In the traditional Chinese story, although Mulan is a woman, she takes on a male identity. The development of the story is based on the premise of the conformity of women disguised as men. After the emperor orders each family to send a man into the army, Mulan, in order to protect her father from the war, dresses in military uniform as a man to hide her true identity. In her mind, she has always embodied the ideas and concepts of "loyalty" and "defense of the country" advocated in the traditional Chinese Confucian culture.

However, the live-action version of Mulan adapted by Disney implants the modern female discourse of Disney princess series, influenced by traditional Chinese ethics and morals. Mulan is portrayed as an independent person pursuing individual liberation and realizing self-worth. In the film, Mulan's disguise is not shown as facing the challenges of a sexist environment as a woman. After talking and fighting with the witch played by Gong Li, Mulan takes off her armor, unties her hair, and returns to the battlefield as a woman to fight. This plot transforms the conflict of gender contradictions into a promotion of the character image and the plot of the story, which has the modern flavor of the new feminism in current era.

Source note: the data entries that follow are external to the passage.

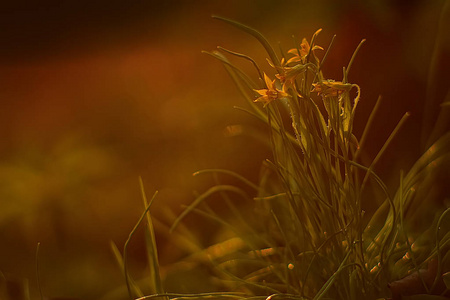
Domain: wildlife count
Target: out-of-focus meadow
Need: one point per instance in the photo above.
(95, 95)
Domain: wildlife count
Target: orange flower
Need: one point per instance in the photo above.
(271, 93)
(301, 53)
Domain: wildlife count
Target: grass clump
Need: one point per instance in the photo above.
(307, 235)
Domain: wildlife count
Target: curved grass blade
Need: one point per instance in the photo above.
(256, 34)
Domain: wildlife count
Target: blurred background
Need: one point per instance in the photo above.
(95, 94)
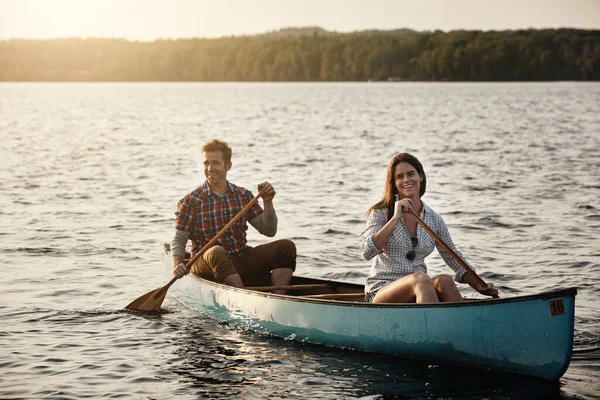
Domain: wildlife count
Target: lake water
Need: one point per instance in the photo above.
(91, 175)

In addition to the characterization of the main character, I was impressed by the portrayal of the Xian Niang. The prototype of the character Xian Niang is based on the animated version of the eagle whose feathers were burned off. In the live-action version, the Xian Niang is depicted as an animal that can transform into a human being, whom the movie calls a witch, she is strong in martial arts, obedient to the villain Rouran general, and is oppressed by Rouran general.

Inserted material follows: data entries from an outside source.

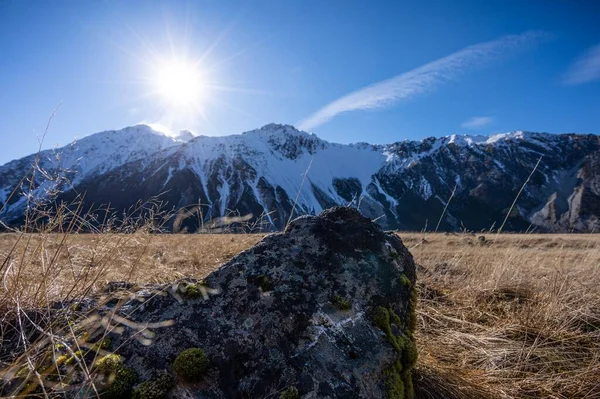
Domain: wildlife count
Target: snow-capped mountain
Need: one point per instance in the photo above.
(276, 170)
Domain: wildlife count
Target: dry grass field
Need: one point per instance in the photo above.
(507, 316)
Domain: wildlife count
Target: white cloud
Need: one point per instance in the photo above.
(477, 122)
(422, 79)
(586, 68)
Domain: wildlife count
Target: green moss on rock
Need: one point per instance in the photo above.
(77, 356)
(192, 291)
(122, 381)
(191, 364)
(405, 281)
(341, 303)
(155, 389)
(397, 377)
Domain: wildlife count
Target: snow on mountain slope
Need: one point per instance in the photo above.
(277, 171)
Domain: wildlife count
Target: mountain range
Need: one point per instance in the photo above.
(536, 181)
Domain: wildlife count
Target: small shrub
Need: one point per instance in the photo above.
(190, 364)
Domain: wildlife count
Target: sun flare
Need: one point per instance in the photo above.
(180, 83)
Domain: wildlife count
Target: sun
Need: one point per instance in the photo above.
(180, 83)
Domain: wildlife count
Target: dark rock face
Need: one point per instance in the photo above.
(298, 310)
(277, 172)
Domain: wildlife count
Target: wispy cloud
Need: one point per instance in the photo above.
(586, 68)
(477, 122)
(424, 78)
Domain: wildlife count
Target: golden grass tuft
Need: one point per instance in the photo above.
(510, 316)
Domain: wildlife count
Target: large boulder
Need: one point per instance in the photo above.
(324, 309)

Xian Niang has the same chi as Mulan, and they have the same power. When they first meet, Xian Niang questions Mulan's truth, and Mulan realizes the truth from this, and then chooses to face her gender honestly and recognize herself as a female power. When they meet for the second time, Xian Niang sends out an invitation to Mulan, hoping that Mulan could join her camp and fight side by side but the invitation is rejected. At the last meeting, Xian Niang is persuaded by Mulan and completely gives up the resistance, and finally dies to protect Mulan.

In the film, the witch forms a counterpoint to Mulan, she is the victim of male power and reluctantly submits to it, but Mulan chooses to resist and proves her worth. From the characterization of Xian Niang to Mulan, we can see the embodiment of current mainstream female thought and the epitome of female progress.

At the end of the film, Mulan gains recognition from everyone by showing her ability and secures a place in the feudal society dominated by men. However, she does not crave power and wealth. Instead, she chooses to go back to her hometown and stay with her family. It can be seen from here that, whether mulan or Xian Niang, what motivates them is not the collectivist mission of making achievements, nor the individual desire to pursue self-worth, but more the yearning for the traditional ideal life of women.

Disney's live-action Mulan tries to integrate the cultural symbols from the East into the Western narrative structure, which not only satisfies the Westerners' view of the oriental culture, but also opens up the oriental cultural market. The expression of female thought is embedded in the female image of the Western mainstream values of personal heroes, which is more in line with the Western audience's taste in a sense.

The author is from the School of Media, Northwest Normal University.